China’s state-sponsored forced labor and human trafficking does not stop at the walls of its internment camps. Outside of the camps in Xinjiang, minorities are forced to work under constant surveillance and abuse, with camp detention as the only alternative. Detainees of the slave labor camps are sent to work in factories across China against their will.

CBP has been detaining products made with forced labor for many years, from many parts of the world.

These actions taken by DHS send a clear message to the international community and businesses around the world that using forced labor to make cheap products will not be tolerated by the Trump administration.

This is also a warning to U.S. companies: examine your supply chains for any trace of goods or components made by forced labor and then remove them immediately and inform suppliers that your company will not accept or pay for such items under any circumstances.
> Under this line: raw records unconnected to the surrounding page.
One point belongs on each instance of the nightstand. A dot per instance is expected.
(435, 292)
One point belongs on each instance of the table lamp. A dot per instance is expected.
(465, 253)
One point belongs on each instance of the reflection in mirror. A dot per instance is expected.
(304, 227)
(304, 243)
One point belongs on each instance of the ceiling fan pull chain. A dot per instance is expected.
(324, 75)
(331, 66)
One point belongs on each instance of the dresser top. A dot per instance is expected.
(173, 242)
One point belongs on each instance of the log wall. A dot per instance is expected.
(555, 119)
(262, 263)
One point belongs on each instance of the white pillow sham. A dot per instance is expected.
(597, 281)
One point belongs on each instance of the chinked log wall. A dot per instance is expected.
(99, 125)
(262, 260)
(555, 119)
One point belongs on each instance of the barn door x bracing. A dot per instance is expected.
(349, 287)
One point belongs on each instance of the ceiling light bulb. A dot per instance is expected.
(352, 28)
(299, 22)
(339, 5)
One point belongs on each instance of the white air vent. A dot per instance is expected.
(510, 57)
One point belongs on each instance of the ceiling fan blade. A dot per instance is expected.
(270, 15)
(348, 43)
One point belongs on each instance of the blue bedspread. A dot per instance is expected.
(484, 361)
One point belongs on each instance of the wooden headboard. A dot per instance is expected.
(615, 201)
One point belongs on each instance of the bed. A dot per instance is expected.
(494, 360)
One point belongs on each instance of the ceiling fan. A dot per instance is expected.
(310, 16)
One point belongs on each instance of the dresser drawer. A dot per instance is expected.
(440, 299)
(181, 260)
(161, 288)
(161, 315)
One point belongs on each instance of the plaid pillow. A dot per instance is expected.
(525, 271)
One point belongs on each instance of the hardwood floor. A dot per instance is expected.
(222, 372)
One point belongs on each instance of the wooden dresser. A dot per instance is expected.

The U.S. will not permit products made with forced labor from Chinese internment camps and from other countries to enter American markets. Forced labor violations can result in civil penalties of up to hundreds of thousands of dollars in fines and criminal consequences for companies who fail to comply.

Our nation stands for the dignity and worth of every human being. The Chinese government needs to close its internment camps, set its captives free, and end its state-sponsored forced labor program immediately. Until they do, we will continue to block these illicit goods and prosecute those who profit from them.

Ken Cuccinelli is the Senior Official Performing the Duties of Acting Deputy Secretary for the Department of Homeland Security and Mark Morgan is the Acting Commissioner of Customs & Border Protection.